From an investor’s perspective, in aggregate, buyback behavior is positive, and indeed has undergirded much of the market’s performance in the post-crisis period. Important to note now, buyback activity is continuing strong in 2019. A recent piece from Bank of America, analyzing their own corporate clients’ buyback behavior, suggests that the S&P 500 as a whole is on track for more than $1 trillion in buybacks in 2019. Financials and tech stocks have been the largest contributors thus far (comprising 35% and 27% of buybacks respectively). Buybacks accounted for 2% of the 3% year-on-year earnings per share growth for S&P 500 companies, according to Bank of America, and buyback spending accounted for 45% of companies’ operating cash flow. While buybacks have not materially accelerated from 2018, they remain well above their long-term average.
Source: Bank of America Merrill Lynch Research
We note that the U.S. is not the only market where buybacks are significant. They are increasingly so in Japan.

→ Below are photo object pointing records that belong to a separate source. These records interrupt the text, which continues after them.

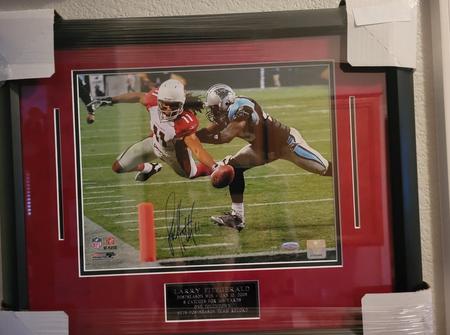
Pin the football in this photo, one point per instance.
(222, 176)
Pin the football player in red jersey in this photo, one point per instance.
(172, 139)
(268, 139)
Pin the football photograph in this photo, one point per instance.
(203, 168)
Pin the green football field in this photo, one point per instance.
(282, 201)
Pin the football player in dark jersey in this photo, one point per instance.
(235, 116)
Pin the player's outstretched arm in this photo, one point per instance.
(199, 152)
(209, 134)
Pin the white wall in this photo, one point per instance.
(430, 214)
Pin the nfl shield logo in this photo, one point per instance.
(96, 243)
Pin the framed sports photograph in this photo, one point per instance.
(178, 179)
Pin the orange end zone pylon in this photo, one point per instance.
(147, 239)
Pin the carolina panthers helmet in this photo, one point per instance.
(218, 98)
(171, 99)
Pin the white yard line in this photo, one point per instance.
(102, 197)
(108, 202)
(196, 180)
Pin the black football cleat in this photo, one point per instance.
(229, 220)
(142, 176)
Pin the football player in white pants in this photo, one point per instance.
(172, 138)
(268, 139)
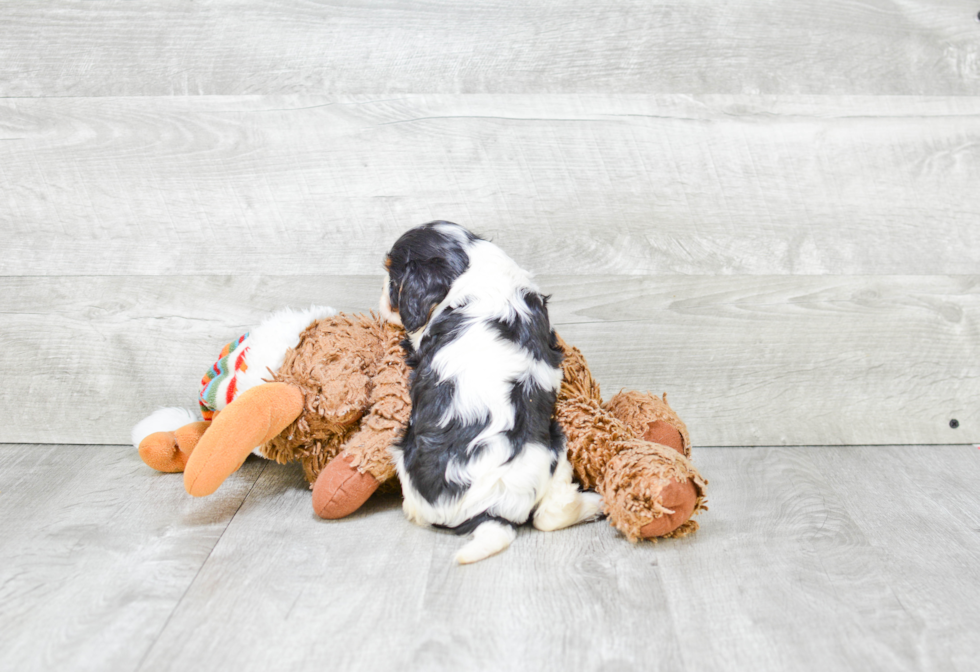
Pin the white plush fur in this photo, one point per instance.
(483, 367)
(268, 342)
(267, 346)
(162, 420)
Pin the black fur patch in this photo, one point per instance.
(426, 262)
(534, 332)
(427, 446)
(468, 526)
(422, 265)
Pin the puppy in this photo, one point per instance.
(482, 452)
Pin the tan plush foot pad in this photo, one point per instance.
(341, 489)
(666, 435)
(681, 498)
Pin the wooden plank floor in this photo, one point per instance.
(856, 558)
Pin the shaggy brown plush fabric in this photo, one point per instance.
(607, 454)
(345, 364)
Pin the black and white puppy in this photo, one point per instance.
(482, 452)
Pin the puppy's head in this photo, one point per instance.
(422, 266)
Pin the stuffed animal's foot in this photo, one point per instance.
(159, 450)
(651, 418)
(652, 491)
(169, 451)
(256, 416)
(341, 489)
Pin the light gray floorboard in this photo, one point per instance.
(784, 360)
(926, 533)
(809, 559)
(707, 185)
(95, 552)
(145, 47)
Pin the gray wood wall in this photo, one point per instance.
(768, 210)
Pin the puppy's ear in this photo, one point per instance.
(424, 285)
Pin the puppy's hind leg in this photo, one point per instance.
(564, 504)
(489, 538)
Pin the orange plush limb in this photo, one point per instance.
(169, 451)
(256, 416)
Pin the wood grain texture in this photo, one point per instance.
(152, 48)
(96, 551)
(804, 360)
(795, 565)
(850, 558)
(927, 525)
(709, 185)
(379, 593)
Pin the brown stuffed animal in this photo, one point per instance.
(339, 399)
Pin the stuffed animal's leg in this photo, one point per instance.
(650, 490)
(169, 451)
(650, 418)
(351, 478)
(256, 416)
(677, 498)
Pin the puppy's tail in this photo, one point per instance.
(489, 537)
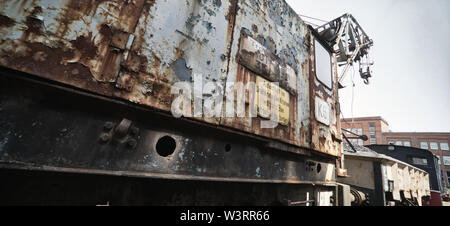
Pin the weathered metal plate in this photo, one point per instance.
(137, 50)
(323, 111)
(263, 102)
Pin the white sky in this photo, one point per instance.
(410, 83)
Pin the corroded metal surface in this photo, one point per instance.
(137, 49)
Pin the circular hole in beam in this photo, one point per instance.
(166, 146)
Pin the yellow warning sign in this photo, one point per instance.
(264, 90)
(284, 108)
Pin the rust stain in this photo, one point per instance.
(6, 21)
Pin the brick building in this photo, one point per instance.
(373, 127)
(377, 130)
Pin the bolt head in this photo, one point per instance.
(104, 138)
(132, 143)
(108, 126)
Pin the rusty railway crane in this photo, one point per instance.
(87, 97)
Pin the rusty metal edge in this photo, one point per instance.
(31, 167)
(69, 88)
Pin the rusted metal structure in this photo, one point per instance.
(86, 87)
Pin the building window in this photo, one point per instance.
(420, 161)
(433, 146)
(424, 145)
(323, 65)
(447, 160)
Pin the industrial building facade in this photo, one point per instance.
(377, 130)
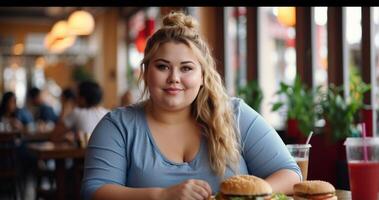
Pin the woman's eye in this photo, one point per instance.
(162, 67)
(186, 69)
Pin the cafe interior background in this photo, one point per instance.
(259, 50)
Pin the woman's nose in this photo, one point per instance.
(173, 77)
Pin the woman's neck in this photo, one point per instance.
(163, 116)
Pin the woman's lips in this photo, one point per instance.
(172, 91)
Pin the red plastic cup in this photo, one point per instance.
(363, 169)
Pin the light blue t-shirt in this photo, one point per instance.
(122, 151)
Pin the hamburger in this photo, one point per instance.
(314, 190)
(244, 187)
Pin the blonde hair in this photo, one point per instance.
(211, 108)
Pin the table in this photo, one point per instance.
(343, 194)
(59, 152)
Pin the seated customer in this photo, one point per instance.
(43, 113)
(83, 118)
(12, 117)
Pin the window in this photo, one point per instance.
(321, 47)
(277, 56)
(235, 48)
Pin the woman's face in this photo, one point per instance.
(174, 76)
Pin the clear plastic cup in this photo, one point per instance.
(300, 152)
(363, 163)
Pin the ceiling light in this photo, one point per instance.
(60, 29)
(81, 23)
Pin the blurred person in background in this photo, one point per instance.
(84, 116)
(43, 114)
(188, 135)
(13, 118)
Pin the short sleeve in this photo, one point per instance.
(105, 161)
(262, 148)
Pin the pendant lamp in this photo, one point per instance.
(287, 16)
(60, 29)
(81, 23)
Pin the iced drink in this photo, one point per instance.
(303, 164)
(363, 164)
(300, 152)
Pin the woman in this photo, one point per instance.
(188, 135)
(13, 118)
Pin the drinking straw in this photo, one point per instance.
(309, 137)
(363, 125)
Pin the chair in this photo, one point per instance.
(11, 184)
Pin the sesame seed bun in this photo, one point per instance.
(245, 185)
(314, 188)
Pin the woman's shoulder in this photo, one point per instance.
(127, 113)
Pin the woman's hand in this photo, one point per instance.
(192, 189)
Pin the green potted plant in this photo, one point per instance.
(341, 114)
(252, 94)
(301, 107)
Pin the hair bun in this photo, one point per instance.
(180, 19)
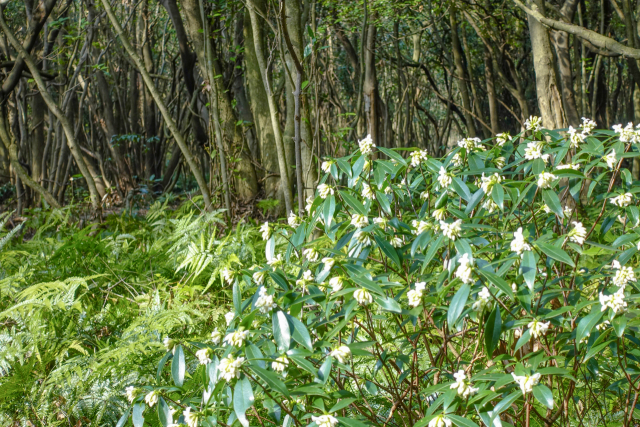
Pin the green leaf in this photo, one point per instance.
(492, 330)
(528, 268)
(328, 211)
(505, 403)
(137, 417)
(461, 422)
(164, 412)
(392, 154)
(325, 369)
(497, 281)
(177, 366)
(543, 395)
(461, 188)
(587, 323)
(388, 250)
(556, 253)
(551, 199)
(242, 400)
(300, 333)
(271, 379)
(281, 331)
(342, 404)
(497, 194)
(524, 338)
(432, 251)
(124, 418)
(457, 304)
(350, 422)
(353, 203)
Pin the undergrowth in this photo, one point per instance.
(83, 310)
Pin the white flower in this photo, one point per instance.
(483, 301)
(456, 160)
(341, 353)
(190, 418)
(622, 200)
(311, 254)
(363, 238)
(326, 166)
(276, 262)
(169, 344)
(503, 138)
(470, 144)
(489, 181)
(325, 421)
(578, 234)
(464, 269)
(229, 317)
(363, 296)
(534, 151)
(396, 242)
(336, 284)
(526, 382)
(216, 336)
(545, 179)
(610, 159)
(439, 214)
(418, 157)
(451, 230)
(440, 421)
(415, 295)
(575, 138)
(280, 364)
(420, 226)
(236, 338)
(203, 356)
(293, 220)
(533, 123)
(228, 275)
(259, 276)
(444, 179)
(489, 205)
(538, 328)
(615, 301)
(309, 204)
(569, 166)
(265, 230)
(229, 367)
(463, 387)
(265, 302)
(519, 244)
(381, 222)
(367, 192)
(151, 398)
(325, 190)
(328, 263)
(626, 134)
(131, 393)
(366, 145)
(359, 221)
(624, 275)
(306, 278)
(588, 125)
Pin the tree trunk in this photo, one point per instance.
(549, 98)
(460, 74)
(285, 183)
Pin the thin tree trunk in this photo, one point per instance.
(195, 169)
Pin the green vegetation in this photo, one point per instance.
(494, 286)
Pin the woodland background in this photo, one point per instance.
(114, 105)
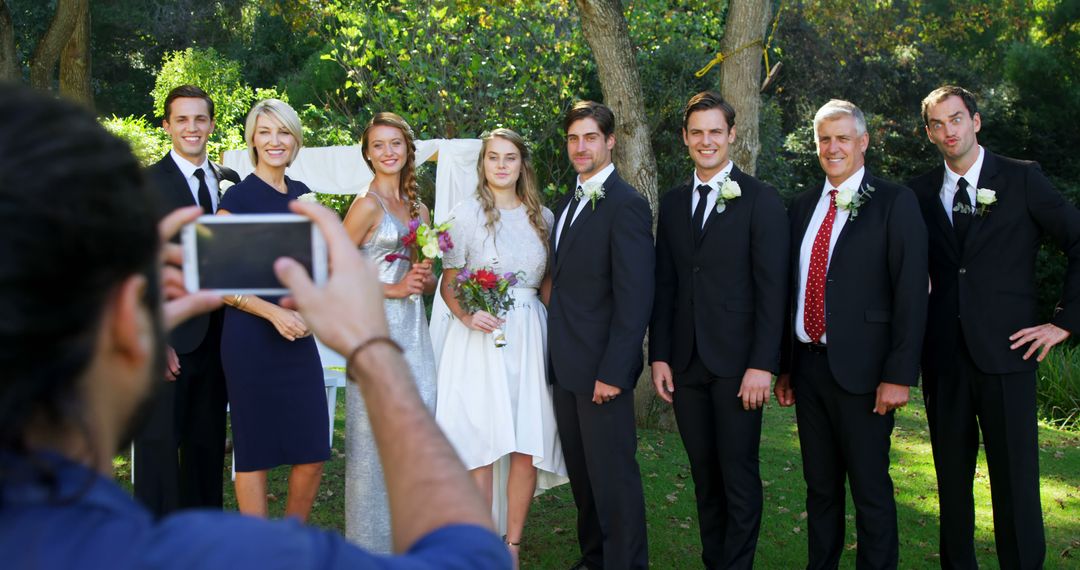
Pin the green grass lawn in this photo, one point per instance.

Western-influenced shareholder friendliness of Japanese corporates — influenced by increasing shareholder activism from domestic and foreign shareholders — is leading to more buyback behavior, with companies announcing ¥2.3 trillion in buybacks for 2019.
Investment implications: Buybacks have provided support for U.S. stocks market throughout the post-crisis bull market, and that support is expected to continue in 2019. We do not see the conditions supporting buybacks — accommodative financial conditions, ample cash flow, and a desire to return cash to shareholders — threatened by any near-term developments.